As a general principle, the ability of many gene drives to spread through a target population relies on both sexual reproduction and generation of heterozygotes for transmission. In particular (assuming transmission via sexual reproduction), because the super‐Mendelian inheritance of SDN gene drives is expressed in heterozygotes, the dynamics of such a gene drive construct (in sexually reproducing populations) will be affected by factors that influence standing heterozygosity levels, notably inbreeding patterns. The implications of this type of mating system plasticity for the success and failure of genetic control strategies are not well explored, yet it might impact the ability of a gene drive to spread in two ways. First, the existence of high levels of inbreeding in natural populations of a target species, and the associated reduction in heterozygosity, might impede the ability of a gene drive strategy to simply function and spread, since many gene drive mechanisms act in heterozygotes. Second, the importance of these traits provides an avenue for the evolution of resistance against a gene drive, by potentially selecting for high levels of inbreeding and/or selfing (Bull, 2016; Bull et al., 2019). This is likely to be of particular relevance in the case of hermaphroditic plant and fungal targets, where self‐fertilization can lead to significant levels of inbreeding, and is therefore likely to hinder the ability of gene drive systems to spread in such populations. This could cause a lot of pest species to be ruled out as viable targets for control via gene drive, at least in the first instance.
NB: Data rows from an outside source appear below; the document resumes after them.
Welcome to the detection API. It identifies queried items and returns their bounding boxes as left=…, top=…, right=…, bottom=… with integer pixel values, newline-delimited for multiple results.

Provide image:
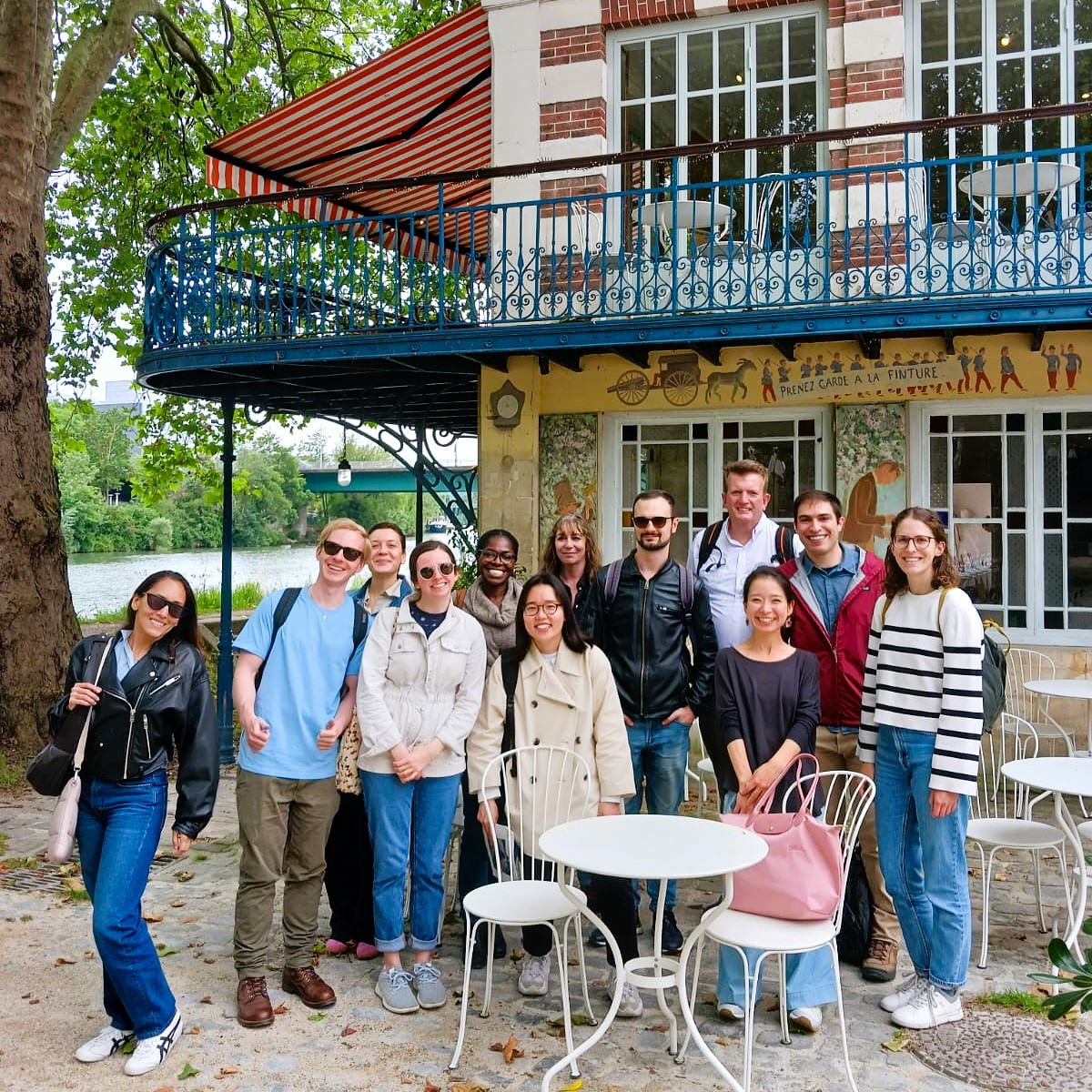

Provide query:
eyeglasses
left=479, top=550, right=515, bottom=564
left=891, top=535, right=935, bottom=550
left=322, top=539, right=364, bottom=561
left=144, top=592, right=186, bottom=622
left=417, top=561, right=455, bottom=580
left=523, top=602, right=561, bottom=618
4. OPPORTUNITIES, CHALLENGES AND OPTIONS FOR GENETIC CONTROL IN AGRICULTURAL SYSTEMS

Gene drives are being considered as potential solutions to a wide range of problems, from the control of vectors of human disease to the management of invasive species. While the development of gene drives designed for agricultural purposes would undoubtedly follow in the tracks of some of these more advanced projects, there are properties unique to agricultural systems that would present both specific challenges and opportunities (the focus of this section). Because the dynamics of gene drives are inherently most relevant across populations and at the landscape level, we focus primarily on large‐scale, broadacre farming systems, though gene drives might be relevant for smaller scale production systems (e.g. horticulture).
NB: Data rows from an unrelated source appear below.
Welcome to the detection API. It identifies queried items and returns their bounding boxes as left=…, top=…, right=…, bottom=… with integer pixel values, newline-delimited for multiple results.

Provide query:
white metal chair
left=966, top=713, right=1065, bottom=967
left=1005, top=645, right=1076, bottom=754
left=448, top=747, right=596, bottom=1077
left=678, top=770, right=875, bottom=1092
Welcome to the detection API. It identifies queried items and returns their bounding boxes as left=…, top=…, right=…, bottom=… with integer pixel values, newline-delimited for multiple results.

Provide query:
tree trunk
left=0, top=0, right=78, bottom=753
4.1. Opportunities for gene drive implementation in managed systems

Agricultural systems are, by definition, heavily managed. The diversity of these environments notwithstanding, they offer several common advantages for genetic control. First is a logistical advantage: genetic strategies, including gene drive approaches, require manipulation of population densities and genetic frequencies at a large spatial scale, whether it is the release of large numbers of engineered individuals or the associated suppression of resident populations with conventional control methods prior to the release. Managed systems are easier to access, monitor and manipulate (for experimental, management or risk mitigation purposes) at least compared to natural environments that other gene drive targets typically occupy.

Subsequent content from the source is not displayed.